Nuestra incapacidad colectiva para comunicarnos con respecto a la ciencia ha pervertido severamente nuestra política. Como la ciencia se ha mezclado a un grado tan profundo con dogmas partidistas, la noción que tiene la gente sobre los conocimientos científicos está dominada por un reflejo tribal. En la actualidad, muchas personas parecen determinar su confianza en los científicos con base en las posturas políticas que estos pregonen, lo cual es retrógrado y extraño.
El resultado es una sociedad vergonzosamente ignorante respecto del mundo que nos rodea. El vicepresidente piensa que fumar no es causa de muerte, que los condones son una protección “muy deficiente” contra las enfermedades, y que la mejor manera de frenar un brote de VIH es a través de la oración. El presidente dice que el calentamiento global es un engaño y que las labores de conservación están haciendo que la vida estadounidense sea demasiado inconveniente.
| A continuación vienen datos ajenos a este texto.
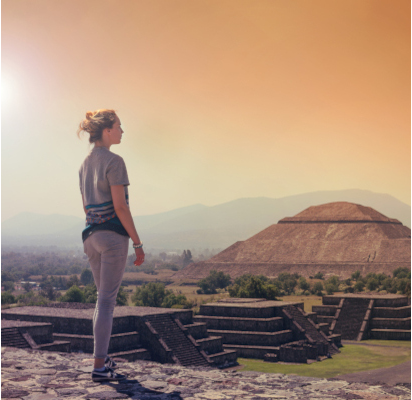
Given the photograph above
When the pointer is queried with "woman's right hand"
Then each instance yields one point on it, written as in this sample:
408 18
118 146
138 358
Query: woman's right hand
139 257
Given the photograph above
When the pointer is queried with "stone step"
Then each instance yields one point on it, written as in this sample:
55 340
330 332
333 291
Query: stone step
325 310
390 334
336 339
13 338
323 319
58 345
391 312
241 324
324 327
257 352
197 330
220 310
224 359
253 338
174 335
132 355
118 342
210 345
390 323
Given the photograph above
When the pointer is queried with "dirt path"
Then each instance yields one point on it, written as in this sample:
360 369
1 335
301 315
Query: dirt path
399 374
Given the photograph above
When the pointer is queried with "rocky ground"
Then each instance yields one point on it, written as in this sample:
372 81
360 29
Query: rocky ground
37 375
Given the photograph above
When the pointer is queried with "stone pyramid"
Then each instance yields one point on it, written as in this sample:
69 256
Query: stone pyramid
335 238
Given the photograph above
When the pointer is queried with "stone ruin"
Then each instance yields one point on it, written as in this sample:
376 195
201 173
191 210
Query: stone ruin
269 330
145 333
360 317
335 239
221 332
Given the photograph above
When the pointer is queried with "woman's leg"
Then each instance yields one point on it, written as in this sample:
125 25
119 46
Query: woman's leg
108 267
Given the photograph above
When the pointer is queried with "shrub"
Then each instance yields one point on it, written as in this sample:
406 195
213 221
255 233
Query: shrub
73 281
86 277
215 280
303 284
317 288
359 286
401 272
32 299
250 286
8 285
74 295
372 283
330 289
355 276
333 282
7 298
154 294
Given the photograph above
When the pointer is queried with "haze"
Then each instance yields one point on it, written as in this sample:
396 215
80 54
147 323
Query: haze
218 99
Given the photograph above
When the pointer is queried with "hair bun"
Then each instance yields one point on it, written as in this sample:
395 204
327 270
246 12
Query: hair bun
89 114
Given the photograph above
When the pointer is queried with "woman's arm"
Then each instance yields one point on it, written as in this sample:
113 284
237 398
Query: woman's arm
123 212
84 207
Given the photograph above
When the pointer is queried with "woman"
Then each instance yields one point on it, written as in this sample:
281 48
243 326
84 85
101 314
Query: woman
109 224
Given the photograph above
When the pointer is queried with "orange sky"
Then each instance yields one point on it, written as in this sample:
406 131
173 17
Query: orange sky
219 99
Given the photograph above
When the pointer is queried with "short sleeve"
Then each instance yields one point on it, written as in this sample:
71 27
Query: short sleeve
116 172
80 181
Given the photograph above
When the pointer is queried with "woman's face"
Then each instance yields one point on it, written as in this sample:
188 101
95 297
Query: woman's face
116 132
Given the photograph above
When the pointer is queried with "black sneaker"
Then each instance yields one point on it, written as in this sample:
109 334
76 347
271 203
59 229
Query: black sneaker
107 375
110 363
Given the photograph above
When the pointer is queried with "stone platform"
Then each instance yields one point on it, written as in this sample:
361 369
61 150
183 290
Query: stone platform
37 375
363 316
148 333
267 329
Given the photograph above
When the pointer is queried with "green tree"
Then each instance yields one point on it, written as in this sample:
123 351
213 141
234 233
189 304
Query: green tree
27 286
86 277
74 295
303 283
32 299
90 293
7 276
75 269
372 283
8 285
250 286
355 276
319 275
330 289
215 280
401 272
122 296
359 286
317 288
73 281
7 298
151 294
333 281
186 258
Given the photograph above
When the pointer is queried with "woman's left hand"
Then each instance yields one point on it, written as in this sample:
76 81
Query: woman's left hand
139 257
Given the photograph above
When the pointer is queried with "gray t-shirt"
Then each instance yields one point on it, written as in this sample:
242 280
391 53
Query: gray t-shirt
100 170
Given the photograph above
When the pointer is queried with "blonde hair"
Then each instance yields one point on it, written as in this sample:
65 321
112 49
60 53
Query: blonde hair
95 122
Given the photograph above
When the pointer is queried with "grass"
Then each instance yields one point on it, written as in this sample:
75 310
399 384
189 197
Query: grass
353 358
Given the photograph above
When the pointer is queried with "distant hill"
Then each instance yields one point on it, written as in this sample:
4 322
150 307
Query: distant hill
198 226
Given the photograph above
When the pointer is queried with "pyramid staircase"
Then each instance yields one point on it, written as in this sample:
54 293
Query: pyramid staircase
360 317
257 328
12 337
311 332
28 335
138 334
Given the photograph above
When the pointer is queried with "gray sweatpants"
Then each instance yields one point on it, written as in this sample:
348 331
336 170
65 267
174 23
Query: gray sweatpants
107 253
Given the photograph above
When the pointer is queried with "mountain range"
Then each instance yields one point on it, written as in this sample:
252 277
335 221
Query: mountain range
197 226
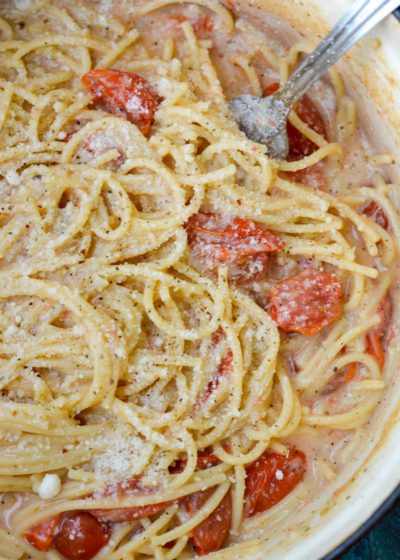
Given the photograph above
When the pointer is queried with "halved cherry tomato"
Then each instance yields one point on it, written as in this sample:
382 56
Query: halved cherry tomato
211 534
271 478
129 487
376 337
306 302
299 145
238 243
205 460
41 536
374 347
124 94
80 536
375 212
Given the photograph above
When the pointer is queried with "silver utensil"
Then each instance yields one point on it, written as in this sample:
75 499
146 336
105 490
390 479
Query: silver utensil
264 119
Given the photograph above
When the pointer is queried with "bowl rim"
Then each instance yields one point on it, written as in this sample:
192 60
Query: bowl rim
382 511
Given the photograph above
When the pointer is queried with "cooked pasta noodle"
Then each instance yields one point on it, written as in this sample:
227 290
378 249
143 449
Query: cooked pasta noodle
122 356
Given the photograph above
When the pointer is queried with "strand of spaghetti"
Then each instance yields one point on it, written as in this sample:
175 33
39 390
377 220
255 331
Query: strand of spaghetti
284 415
108 59
350 266
250 73
210 505
346 420
308 132
34 513
324 357
103 381
320 154
149 533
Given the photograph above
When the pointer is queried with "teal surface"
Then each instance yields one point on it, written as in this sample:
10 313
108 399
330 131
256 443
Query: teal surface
382 543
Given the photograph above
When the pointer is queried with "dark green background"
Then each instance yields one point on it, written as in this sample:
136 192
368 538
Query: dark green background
381 543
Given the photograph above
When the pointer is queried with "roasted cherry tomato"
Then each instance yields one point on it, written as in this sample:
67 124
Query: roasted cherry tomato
299 145
375 212
80 536
306 302
41 536
271 478
124 94
238 243
211 534
123 489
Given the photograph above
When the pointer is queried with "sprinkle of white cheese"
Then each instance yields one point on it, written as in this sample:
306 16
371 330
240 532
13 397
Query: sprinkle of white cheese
279 475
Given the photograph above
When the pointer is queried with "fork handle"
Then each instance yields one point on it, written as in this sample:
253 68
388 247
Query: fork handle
356 22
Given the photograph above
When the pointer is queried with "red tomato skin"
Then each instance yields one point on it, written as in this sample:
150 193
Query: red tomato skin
238 243
203 26
263 488
41 536
306 302
80 536
376 214
211 534
124 94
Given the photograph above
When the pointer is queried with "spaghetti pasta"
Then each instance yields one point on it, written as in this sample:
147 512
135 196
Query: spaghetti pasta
147 248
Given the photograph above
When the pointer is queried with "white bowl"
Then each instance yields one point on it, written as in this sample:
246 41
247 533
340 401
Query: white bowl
371 482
No solo son los políticos. Son cada vez menos los estadounidenses que dicen que las vacunas son importantes, y las conspiraciones antivacunas no conocen de divisiones partidistas, pues tienen seguidores hippies del norte de California y otros tantos en rincones del Partido Republicano.
De ahí mi llamado a la intervención divina. La ciencia y los científicos están ante una oposición aplastante. Además de una enfermedad que se propaga silenciosamente y un planeta que arde, deben hacer frente a los adinerados, los devotos, los autoritarios y a Mike Pence.
Si no vamos a apoyarlos ni escucharlos, lo mínimo que podemos hacer es rezar por ellos.